VLDB2022
Projection-Compliant Database Generation
Anupam Sanghi, Shadab Ahmed, Jayant R. Haritsa
6 citations
Abstract
Synthesizing data using declarative formalisms has been persuasively advocated in contemporary data generation frameworks. In particular, they specify operator output volumes through row-cardinality constraints. However, thus far, adherence to these volumetric constraints has been limited to the Filter and Join operators. A critical deficiency is the lack of support for the Projection operator, which is at the core of basic SQL constructs such as Distinct, Union and Group By. The technical challenge here is that cardinality unions in multi-dimensional space, and not mere summations, need to be captured in the generation process. Further, dependencies across different data subspaces need to be taken into account.
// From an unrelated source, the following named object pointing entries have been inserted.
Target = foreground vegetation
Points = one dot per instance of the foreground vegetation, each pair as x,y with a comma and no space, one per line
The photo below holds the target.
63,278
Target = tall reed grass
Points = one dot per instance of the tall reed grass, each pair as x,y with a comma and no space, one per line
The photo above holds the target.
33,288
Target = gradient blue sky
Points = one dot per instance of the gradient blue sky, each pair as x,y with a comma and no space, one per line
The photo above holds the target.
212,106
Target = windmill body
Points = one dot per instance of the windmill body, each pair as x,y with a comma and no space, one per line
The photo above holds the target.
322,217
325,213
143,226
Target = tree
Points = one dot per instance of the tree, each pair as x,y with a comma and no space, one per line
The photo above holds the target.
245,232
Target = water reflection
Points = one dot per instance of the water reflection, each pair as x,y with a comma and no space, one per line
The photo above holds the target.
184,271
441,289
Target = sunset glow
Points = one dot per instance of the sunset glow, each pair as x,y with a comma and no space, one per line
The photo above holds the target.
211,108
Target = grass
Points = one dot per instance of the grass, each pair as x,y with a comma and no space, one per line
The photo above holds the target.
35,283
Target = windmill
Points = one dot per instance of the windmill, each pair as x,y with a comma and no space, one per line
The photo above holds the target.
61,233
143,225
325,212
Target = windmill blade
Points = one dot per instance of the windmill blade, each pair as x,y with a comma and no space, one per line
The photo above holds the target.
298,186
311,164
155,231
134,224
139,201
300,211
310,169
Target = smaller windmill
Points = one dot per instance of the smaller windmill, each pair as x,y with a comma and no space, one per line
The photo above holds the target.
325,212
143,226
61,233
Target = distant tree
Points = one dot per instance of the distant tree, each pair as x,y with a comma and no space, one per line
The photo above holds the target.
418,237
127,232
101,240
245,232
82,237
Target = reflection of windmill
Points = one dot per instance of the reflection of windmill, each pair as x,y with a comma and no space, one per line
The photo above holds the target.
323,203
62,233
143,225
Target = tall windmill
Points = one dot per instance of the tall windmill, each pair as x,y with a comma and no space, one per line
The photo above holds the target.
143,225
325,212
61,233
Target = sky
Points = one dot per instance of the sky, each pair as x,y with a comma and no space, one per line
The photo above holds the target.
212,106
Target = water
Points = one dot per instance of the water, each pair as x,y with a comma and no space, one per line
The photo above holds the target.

We address the above lacuna by presenting PiGen , a dynamic data generator that incorporates Projection cardinality constraints in its ambit. The design is based on a projection subspace division strategy that supports the expression of constraints using optimized linear programming formulations. Further, techniques of symmetric refinement and workload decomposition are introduced to handle constraints across different projection subspaces. Finally, PiGen supports dynamic generation, where data is generated on-demand during query processing, making it amenable to Big Data environments. A detailed evaluation on workloads derived from real-world and synthetic benchmarks demonstrates that PiGen can accurately and efficiently model Projection outcomes, representing an essential step forward in customized database generation.